A divisão disciplinar das aulas, com muito pouca interdisciplinaridade, faz com que os temas da cidadania e da democracia circunscrevam-se - quando isso se dá -  às Humanas, como se os preconceitos não atingissem matemáticos, biólogos, físicos. E mesmo quando há alguma orientação, ela é revestida de um caráter deontológico, moralista, como uma lista de certo e errado. Esquece-se que os fundamentos básicos da democracia são dois: isonomia e isegoria. O direito de ser igual, mesmo sendo diferente; o direito de ter voz e ser escutado.

Essa experiência de ouvir os alunos e alunas, suspendendo a hierarquia, permitindo que a visão de mundo deles circule e seja acompanhada por todos os atores da escola e depois sirva de reflexão para reorganizar as práticas escolares, é um exercício que pode ser reivindicado por muitas poucas instituições de ensino. Quando há, é em caráter excepcional. Quase nunca como prática cotidiana. Essa é a fonte suprema da burrice estrutural. Sem um referencial de vida democrática, as crianças tornam-se burras para essa realidade possível. O “burro" aqui não traz nenhuma carga pejorativa, mas trágica. Trágica porque é uma escolha da qual as crianças não são capazes de perceber que podiam participar de uma construção de realidade diferente, com menos ódio e com menos medo.

Hannah Arendt, no texto de 1957, "A crise na Educação", atrela a educação a um exercício de autoridade e de respeito à tradição. E a crise exatamente a essa quebra de autoridade e esquecimento da tradição. A autoridade é a do professor que mostra para as crianças como o mundo é. Daí deriva a sua responsabilidade, ou seja, o seu dever de responder por essa tarefa. A tradição é a da existência de um mundo comum, compartilhável, que precisa ser mantido, embora, ao mesmo tempo, precise das novas gerações para ser modernizado.

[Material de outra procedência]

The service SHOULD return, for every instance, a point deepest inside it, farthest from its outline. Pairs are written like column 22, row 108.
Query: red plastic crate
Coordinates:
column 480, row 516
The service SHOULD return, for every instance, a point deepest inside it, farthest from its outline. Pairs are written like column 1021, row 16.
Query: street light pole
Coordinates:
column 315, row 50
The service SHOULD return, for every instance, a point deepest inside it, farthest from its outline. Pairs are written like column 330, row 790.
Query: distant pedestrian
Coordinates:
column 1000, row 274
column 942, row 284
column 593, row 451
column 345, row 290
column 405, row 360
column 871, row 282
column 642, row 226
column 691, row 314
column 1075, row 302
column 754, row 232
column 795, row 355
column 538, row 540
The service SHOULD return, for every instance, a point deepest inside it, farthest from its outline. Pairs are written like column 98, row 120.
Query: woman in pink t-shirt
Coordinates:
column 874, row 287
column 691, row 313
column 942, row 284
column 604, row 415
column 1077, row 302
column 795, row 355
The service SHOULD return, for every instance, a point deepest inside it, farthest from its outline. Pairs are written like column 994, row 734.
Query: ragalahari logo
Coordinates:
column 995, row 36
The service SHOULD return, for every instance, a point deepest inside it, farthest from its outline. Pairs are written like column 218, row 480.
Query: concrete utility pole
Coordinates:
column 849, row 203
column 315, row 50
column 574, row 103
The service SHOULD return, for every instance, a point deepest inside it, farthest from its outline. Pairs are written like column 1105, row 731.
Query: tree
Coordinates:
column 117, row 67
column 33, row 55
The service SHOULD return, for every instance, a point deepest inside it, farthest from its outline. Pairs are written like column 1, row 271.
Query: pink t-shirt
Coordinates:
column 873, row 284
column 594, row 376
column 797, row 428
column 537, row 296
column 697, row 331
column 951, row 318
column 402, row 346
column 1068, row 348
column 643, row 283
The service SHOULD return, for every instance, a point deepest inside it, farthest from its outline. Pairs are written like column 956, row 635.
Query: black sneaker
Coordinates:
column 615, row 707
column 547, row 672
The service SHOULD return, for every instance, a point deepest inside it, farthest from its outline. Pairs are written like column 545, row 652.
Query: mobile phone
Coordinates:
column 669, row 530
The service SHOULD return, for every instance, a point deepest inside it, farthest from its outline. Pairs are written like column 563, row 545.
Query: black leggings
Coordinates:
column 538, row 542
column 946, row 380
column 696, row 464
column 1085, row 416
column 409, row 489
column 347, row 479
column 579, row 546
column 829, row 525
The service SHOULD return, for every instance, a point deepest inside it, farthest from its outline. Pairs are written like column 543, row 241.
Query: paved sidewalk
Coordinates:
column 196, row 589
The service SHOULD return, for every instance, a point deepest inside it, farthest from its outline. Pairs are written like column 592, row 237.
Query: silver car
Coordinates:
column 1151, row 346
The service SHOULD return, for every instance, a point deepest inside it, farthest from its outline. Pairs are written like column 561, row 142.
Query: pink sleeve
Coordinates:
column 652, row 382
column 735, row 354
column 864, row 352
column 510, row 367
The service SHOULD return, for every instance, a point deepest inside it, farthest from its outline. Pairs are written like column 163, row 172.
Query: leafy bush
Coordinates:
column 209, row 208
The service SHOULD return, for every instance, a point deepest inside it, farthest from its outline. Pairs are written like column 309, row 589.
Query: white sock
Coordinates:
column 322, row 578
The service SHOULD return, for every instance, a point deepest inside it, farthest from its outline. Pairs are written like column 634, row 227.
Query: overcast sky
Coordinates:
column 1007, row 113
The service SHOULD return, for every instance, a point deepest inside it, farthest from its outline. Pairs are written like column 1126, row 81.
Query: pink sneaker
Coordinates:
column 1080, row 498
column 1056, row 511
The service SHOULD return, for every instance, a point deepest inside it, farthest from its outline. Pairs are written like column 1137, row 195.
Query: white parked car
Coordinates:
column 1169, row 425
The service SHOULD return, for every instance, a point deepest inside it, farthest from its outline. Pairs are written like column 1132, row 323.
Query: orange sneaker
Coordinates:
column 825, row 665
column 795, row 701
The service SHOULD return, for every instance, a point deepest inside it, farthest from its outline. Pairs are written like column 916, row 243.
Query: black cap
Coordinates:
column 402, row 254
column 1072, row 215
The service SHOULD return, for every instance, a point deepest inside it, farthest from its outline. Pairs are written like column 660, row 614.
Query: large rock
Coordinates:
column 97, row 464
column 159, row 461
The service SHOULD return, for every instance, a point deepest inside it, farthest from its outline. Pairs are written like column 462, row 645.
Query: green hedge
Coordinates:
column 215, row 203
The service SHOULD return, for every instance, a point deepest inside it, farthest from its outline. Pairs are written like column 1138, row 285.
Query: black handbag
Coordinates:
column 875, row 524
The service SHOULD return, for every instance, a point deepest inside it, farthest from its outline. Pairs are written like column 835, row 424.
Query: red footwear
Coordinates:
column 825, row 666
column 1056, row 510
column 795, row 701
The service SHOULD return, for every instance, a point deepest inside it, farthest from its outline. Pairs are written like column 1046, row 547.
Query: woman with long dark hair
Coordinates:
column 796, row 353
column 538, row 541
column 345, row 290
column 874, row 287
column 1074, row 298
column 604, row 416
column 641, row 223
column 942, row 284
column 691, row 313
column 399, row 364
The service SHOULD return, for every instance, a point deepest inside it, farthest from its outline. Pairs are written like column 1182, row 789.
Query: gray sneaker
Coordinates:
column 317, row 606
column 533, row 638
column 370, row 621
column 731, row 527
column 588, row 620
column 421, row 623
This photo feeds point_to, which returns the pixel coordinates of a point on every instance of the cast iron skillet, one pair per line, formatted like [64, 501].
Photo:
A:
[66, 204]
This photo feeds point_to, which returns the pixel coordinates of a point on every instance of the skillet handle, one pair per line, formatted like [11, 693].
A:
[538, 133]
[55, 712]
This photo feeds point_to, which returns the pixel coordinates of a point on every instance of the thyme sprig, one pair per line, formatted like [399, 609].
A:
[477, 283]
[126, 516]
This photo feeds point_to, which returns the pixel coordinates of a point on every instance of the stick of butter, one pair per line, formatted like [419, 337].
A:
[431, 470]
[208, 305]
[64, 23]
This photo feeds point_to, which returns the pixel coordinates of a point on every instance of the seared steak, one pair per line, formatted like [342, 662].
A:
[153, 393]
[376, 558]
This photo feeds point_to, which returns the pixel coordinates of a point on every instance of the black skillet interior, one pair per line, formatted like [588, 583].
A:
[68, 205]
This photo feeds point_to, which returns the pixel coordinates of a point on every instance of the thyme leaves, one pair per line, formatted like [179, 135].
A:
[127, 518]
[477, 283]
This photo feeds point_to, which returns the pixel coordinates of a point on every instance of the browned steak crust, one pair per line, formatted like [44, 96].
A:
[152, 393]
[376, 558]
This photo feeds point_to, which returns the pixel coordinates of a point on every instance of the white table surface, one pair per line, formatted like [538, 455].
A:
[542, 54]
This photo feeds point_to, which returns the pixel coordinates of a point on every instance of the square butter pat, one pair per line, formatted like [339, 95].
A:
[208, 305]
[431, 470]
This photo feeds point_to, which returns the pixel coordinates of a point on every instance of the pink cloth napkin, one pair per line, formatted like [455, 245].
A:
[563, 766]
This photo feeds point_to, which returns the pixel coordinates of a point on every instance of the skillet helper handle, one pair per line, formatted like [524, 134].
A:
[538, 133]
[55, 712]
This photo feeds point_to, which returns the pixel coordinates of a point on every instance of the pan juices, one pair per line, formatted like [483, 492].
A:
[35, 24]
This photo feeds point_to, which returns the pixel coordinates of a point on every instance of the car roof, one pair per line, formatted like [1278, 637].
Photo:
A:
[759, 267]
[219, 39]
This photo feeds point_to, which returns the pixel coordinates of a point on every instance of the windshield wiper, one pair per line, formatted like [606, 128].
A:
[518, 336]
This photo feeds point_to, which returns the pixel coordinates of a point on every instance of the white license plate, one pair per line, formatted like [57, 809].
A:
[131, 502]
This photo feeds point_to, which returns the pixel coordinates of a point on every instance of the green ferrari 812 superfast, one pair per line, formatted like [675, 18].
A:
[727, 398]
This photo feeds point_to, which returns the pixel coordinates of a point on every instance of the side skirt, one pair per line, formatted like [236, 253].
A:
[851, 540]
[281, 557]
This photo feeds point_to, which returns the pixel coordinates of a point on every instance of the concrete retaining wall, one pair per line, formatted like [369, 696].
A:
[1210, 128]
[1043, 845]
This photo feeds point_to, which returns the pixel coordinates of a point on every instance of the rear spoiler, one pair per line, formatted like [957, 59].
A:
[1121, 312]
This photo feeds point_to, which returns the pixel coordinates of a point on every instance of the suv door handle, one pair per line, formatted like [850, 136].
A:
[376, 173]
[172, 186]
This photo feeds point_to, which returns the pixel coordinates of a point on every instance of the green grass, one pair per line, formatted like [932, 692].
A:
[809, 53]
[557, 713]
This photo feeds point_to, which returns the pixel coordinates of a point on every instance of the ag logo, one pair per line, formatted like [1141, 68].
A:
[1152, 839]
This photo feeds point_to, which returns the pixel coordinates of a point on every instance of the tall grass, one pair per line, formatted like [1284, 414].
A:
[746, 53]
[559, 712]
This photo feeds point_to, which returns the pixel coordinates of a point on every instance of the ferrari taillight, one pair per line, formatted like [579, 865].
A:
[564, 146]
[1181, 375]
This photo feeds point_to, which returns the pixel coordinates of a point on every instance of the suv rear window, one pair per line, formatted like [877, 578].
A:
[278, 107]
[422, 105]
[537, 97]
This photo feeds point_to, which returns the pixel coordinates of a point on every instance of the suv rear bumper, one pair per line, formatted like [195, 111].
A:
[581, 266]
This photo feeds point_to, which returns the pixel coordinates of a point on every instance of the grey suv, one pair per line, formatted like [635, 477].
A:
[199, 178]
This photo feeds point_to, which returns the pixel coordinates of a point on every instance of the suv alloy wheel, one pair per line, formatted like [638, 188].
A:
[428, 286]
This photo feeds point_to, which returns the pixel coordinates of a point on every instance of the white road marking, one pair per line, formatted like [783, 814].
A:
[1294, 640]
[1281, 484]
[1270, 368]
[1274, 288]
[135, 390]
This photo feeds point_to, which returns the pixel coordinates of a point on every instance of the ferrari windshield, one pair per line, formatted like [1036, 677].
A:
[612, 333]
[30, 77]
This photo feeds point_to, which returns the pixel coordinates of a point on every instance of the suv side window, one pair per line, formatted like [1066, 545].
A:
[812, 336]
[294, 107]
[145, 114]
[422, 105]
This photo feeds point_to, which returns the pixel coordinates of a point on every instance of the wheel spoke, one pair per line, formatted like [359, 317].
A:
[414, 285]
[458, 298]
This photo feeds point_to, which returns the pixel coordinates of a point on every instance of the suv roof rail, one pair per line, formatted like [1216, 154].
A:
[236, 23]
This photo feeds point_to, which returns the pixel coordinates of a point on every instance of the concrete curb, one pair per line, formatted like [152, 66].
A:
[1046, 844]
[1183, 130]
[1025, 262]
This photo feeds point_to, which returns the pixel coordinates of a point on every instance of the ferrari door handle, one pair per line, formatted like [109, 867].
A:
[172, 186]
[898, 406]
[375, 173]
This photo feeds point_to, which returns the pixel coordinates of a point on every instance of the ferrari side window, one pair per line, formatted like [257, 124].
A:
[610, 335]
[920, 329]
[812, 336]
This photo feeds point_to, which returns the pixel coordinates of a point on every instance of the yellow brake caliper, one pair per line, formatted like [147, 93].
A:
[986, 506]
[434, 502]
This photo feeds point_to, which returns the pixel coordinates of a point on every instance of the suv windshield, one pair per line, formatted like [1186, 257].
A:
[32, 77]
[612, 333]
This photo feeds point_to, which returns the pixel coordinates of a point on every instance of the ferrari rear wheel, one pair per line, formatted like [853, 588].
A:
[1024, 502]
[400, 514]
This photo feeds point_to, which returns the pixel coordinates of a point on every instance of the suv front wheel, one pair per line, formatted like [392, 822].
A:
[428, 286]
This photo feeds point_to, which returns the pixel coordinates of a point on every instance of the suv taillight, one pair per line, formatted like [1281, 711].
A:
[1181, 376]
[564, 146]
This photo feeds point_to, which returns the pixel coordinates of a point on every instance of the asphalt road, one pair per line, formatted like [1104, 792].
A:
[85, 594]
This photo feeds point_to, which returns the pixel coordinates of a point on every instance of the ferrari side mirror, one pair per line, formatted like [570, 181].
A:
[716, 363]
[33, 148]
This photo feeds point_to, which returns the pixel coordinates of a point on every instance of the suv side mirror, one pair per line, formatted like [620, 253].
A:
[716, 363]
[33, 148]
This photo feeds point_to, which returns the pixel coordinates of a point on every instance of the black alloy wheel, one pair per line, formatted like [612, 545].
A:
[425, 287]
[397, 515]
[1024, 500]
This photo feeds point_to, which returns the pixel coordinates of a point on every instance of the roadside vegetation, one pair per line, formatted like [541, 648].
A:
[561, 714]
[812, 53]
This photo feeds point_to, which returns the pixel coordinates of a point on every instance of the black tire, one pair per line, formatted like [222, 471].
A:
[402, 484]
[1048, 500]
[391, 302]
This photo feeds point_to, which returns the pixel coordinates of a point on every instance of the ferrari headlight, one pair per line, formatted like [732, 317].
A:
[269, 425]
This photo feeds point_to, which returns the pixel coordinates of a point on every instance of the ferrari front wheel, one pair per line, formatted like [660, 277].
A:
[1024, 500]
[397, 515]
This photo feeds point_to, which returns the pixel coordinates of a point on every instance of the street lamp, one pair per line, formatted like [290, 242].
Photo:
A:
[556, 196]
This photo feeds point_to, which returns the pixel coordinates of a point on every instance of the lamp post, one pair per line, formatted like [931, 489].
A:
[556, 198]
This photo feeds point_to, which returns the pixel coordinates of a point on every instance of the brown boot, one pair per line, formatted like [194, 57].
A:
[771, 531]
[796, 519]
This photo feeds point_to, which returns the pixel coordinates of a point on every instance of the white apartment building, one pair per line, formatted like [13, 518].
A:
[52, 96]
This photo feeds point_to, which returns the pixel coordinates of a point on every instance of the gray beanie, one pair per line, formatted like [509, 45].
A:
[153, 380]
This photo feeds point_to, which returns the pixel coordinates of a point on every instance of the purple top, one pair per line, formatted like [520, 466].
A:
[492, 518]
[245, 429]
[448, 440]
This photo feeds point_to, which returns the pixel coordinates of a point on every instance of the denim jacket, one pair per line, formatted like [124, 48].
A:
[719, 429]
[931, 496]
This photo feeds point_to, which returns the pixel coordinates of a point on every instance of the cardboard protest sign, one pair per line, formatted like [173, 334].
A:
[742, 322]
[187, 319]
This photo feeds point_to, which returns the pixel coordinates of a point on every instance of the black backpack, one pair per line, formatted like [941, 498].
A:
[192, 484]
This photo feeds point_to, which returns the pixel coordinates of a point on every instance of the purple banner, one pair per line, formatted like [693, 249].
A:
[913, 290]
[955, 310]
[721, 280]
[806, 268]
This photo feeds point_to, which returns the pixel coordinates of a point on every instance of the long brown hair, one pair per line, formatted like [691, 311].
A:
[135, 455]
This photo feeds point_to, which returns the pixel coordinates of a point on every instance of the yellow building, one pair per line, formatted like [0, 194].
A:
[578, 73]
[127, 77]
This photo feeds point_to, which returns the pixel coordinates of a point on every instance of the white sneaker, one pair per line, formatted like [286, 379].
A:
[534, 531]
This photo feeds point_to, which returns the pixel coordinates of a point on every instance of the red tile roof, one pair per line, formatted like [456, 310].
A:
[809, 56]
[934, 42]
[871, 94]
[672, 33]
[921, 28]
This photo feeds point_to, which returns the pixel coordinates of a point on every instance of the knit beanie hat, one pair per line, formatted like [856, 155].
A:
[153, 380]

Adultos responsáveis, crianças educadas para manter e melhorar um mundo comum tem sido o projeto de civilização que os gregos esboçaram há tantos séculos e que vem sendo esquecido - ou pior -, criminosamente dilapidado. Mas há saída. Como ensina a filósofa alemã: "uma crise só se torna um desastre quando respondemos a ela com preconceitos. Uma atitude dessas não apenas aguça a crise como nos priva da experiência da realidade e da oportunidade por ela proporcionada à reflexão”. E ela alerta: "qualquer pessoa que se recuse a assumir a responsabilidade coletiva pelo mundo não deveria ter crianças, e é preciso proibi-las de tomar parte em sua educação”.

Assim como o machismo estrutural e o racismo estrutural, a burrice estrutural pode ser revertida, mesmo que saibamos que isso vá exigir um grande esforço de todos os que vêem a eminência do desastre. Essa tarefa é para agora.

 

* Daniel Medeiros é doutor em Educação Histórica e professor no Curso Positivo.